If you are in the second or third trimester of pregnancy and you lose access to your specialist based on the above circumstances, you can continue to see your specialist and your Preferred benefits will continue until the end of your postpartum care, even if it is beyond the 90 days.

 
  • If you are hospitalized when your enrollment begins
We pay for covered services from the effective date of your enrollment. However, if you are in the hospital when your enrollment in our Plan begins, call us immediately. If you have not yet received your ID card, you can contact your Local Plan at the telephone number listed in your local telephone directory. If you already have your new ID card, call us at the telephone number on the back of your ID card. If you are new to the FEHB Program, we will reimburse you for your covered services while you are in the hospital beginning on the effective date of your coverage.

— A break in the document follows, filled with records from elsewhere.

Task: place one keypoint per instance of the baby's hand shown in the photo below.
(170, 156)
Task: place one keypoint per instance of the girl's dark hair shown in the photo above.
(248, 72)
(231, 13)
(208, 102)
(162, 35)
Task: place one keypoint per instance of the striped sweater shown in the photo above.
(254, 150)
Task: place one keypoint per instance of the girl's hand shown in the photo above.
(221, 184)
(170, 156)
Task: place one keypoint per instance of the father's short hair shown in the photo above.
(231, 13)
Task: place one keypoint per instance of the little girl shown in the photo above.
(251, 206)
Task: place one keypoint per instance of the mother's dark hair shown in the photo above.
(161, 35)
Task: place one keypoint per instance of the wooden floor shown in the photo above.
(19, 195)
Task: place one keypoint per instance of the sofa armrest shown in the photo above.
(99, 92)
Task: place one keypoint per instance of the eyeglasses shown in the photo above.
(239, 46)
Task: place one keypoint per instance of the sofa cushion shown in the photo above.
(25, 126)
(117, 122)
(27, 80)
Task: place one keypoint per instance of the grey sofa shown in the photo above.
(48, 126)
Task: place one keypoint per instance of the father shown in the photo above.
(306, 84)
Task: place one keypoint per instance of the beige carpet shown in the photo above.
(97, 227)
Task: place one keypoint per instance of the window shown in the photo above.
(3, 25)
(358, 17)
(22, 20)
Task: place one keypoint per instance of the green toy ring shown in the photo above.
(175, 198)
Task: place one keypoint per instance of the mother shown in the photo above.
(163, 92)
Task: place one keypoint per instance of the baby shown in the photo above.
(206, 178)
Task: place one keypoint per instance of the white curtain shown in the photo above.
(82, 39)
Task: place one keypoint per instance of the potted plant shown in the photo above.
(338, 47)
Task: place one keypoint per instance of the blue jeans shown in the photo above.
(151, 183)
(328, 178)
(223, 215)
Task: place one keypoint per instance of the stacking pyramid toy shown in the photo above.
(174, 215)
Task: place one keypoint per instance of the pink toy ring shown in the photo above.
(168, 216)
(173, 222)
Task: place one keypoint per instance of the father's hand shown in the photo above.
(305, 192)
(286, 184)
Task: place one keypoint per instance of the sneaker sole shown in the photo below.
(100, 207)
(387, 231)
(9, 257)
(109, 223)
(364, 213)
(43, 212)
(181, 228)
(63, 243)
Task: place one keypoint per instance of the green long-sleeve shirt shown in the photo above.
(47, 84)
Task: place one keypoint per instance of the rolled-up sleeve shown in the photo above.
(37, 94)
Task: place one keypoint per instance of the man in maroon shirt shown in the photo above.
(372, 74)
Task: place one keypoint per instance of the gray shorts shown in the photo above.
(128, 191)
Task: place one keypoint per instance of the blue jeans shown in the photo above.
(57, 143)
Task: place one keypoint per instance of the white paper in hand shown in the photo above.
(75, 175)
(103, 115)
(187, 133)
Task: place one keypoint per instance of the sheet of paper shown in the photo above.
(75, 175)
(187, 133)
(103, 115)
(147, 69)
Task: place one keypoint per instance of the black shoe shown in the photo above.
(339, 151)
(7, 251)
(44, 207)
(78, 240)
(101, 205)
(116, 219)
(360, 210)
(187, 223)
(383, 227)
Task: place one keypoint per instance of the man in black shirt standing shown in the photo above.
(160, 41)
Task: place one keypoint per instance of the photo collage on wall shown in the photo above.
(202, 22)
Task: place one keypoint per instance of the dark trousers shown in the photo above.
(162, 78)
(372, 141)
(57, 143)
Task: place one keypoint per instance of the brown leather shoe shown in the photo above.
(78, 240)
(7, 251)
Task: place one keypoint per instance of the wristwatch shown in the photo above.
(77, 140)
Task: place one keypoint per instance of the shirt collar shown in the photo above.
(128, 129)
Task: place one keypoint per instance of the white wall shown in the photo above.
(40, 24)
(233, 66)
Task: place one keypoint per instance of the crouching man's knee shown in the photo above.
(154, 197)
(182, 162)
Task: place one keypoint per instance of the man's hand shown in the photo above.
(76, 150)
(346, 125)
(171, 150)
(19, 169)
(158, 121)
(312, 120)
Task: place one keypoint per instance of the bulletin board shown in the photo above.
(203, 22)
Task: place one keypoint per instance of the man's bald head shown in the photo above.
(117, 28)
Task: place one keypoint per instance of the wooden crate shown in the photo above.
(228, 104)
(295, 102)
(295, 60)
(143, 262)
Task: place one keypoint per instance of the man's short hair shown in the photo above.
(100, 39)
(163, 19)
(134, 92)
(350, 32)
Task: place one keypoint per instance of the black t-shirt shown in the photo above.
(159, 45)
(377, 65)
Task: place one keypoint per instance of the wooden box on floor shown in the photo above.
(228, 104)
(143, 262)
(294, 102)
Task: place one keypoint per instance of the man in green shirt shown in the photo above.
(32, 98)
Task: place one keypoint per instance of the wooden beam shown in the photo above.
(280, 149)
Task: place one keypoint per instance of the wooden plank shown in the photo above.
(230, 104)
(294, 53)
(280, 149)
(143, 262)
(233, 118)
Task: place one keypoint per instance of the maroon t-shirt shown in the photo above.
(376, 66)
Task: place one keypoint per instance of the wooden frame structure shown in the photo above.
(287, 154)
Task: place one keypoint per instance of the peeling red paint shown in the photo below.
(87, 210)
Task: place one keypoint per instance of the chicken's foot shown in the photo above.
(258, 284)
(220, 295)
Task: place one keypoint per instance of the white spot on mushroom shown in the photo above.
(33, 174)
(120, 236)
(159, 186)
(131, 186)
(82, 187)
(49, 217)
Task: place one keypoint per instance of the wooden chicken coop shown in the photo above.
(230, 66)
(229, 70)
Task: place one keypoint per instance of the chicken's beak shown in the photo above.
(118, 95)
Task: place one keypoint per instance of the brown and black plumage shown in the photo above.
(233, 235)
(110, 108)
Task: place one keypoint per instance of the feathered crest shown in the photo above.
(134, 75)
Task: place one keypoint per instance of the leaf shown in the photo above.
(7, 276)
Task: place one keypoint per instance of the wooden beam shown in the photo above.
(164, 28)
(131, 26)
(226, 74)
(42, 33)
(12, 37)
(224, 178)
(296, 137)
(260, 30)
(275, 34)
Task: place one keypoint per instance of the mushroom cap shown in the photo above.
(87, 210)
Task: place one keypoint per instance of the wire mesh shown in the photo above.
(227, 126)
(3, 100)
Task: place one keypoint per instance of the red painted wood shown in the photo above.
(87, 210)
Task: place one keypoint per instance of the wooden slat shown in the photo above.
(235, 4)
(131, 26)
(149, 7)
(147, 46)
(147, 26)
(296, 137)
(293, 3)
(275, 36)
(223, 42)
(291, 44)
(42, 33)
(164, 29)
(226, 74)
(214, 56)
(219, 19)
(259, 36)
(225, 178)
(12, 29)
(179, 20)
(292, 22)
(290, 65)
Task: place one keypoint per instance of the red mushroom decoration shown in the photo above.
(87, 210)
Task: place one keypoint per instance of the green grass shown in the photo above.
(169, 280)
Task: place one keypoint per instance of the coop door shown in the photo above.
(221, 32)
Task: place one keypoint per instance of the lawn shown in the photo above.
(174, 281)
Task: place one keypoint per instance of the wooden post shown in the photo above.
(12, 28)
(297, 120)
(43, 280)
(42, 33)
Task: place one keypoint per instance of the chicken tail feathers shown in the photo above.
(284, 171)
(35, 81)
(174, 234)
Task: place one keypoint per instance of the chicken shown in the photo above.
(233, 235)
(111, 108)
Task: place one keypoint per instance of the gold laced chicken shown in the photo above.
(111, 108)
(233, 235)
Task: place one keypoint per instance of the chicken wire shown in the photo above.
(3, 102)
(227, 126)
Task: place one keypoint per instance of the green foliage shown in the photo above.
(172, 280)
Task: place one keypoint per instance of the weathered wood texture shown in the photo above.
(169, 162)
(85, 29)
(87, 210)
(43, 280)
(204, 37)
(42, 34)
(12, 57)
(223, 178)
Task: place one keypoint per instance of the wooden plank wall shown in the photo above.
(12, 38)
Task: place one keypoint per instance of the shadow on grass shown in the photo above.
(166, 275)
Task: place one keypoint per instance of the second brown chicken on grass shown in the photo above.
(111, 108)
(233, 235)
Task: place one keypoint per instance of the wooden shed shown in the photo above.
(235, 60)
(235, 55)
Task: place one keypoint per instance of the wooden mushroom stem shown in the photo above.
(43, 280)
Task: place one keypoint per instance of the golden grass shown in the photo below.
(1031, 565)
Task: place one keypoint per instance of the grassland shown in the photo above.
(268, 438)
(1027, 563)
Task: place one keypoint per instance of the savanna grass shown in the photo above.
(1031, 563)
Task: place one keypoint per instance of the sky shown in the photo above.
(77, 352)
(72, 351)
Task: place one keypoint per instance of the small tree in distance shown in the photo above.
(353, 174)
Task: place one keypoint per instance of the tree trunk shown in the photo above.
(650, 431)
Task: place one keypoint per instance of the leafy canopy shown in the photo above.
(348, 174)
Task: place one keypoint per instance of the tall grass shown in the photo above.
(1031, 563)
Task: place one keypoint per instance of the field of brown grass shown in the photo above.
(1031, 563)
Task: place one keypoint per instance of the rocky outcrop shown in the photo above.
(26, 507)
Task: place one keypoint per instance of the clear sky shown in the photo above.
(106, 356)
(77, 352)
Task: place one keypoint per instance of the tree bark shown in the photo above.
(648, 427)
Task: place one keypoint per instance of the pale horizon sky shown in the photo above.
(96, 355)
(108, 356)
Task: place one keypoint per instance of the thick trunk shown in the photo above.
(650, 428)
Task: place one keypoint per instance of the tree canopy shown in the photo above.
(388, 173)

However, if you changed from another FEHB plan to us, your former plan will pay for the hospital stay until:

 
  • you are discharged, not merely moved to an alternative care center;
  • the day your benefits from your former plan run out; or
  • the 92nd day after you become a member of this Plan, whichever happens first
These provisions apply only to the benefits of the hospitalized person. If your plan terminates participation in the FEHB in whole or in part, or if OPM orders an enrollment change, this continuation of coverage provision does not apply. In such cases, the hospitalized family member’s benefits under the new plan begin on the effective date of enrollment.